Using up important resources will surely be a detriment, but here’s another scary thought: The idea that trains may become even more packed than they already are…

[http://www.youtube.com/watch?v=6SjVlB96b5A]

That video comes from Japan, where we literally get jammed into the already packed trains depending on the time and location (i.e., avoid peak hours in Tokyo if you’re claustrophobic). In Japan, the population is growing below the replacement rate, and foreign immigrants are comparatively scarce. So now, just think of places like India, where the population is going through the roof. Perhaps all developing countries will soon be implementing measures like China’s one-child-policy. Here’s a picture of the population by region.

Why the sudden massive numbers? One majorly important contributor is science. In the same year Malthus erroneously predicted a stable population over time, his compatriot Edward Jenner described an important scientific breakthrough — the vaccine for smallpox. It was the first and most substantial in a series of antibiotics and vaccines that would contribute to the global life expectancy rising from 35 years (which is now the time for our “mid-life” crises) to 77. NG continues:

After World War II the developing countries got a sudden transfusion of preventive care, with the help of institutions like the World Health Organization and UNICEF. Penicillin, the smallpox vaccine, DDT (which, though later controversial, saved millions from dying of malaria) — all arrived at once. In India life expectancy went from 38 years in 1952 to 64 today; in China, from 41 to 73. Millions of people in developing countries who would have died in childhood survived to have children themselves. That’s why the population explosion spread around the planet: because a great many people were saved from dying.

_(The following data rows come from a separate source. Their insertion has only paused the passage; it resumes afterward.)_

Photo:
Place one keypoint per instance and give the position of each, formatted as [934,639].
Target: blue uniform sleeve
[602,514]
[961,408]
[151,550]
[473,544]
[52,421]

Other factors they mention contributing to the population growth is the high birth rate, at least for some time, as well as sanitation and nutrition gradually improving. Here’s a graph predicting where the population is estimated to be heading in the next few decades. But, of course, no one really knows — no one can know. Which is why October 31 is actually a relatively meaningless date — there’s no way of measuring who the exact 7th billion person is… but this is what the research suggests.

Treehugger.com looks at the effects of overpopulation in terms of water, in a recent post:

This year, we’re going to hit a human population of 7 billion. Yet already 1.1 billion people lack access to safe drinking water, 2.6 billion people lack adequate sanitation, and 1.8 million people die every year from waterborne diarrhoeal diseases. Those are not encouraging numbers as the counter ticks up. Population is four times more important than climate change when it comes to water shortages.

We are already seeing the effects of shortages around the world, particularly in India and China where populations soar alongside economic growth, as well as in Africa where technologies lag behind. But even in the US, one third of our counties are at high risk for water shortages, if they aren’t experiencing them already — some experts argue we already passed peak water in the US years ago. Where do we stand with our water supplies today, and what needs to change to ensure a future with clean water for everyone?

MSNBC actually finds a total of seven problems with this ever-increasing population, from a lack of resources to gender inequality. But regardless of whether we can handle it or not, there’s now a way for you to input your age, and it will tell you where you are in terms of global birth order. Also, NG came made this video almost a year ago, which is just as relevant today:

[http://www.youtube.com/watch?v=sc4HxPxNrZ0]

Welcome to the world, seven-billionth baby; whoever and wherever you are.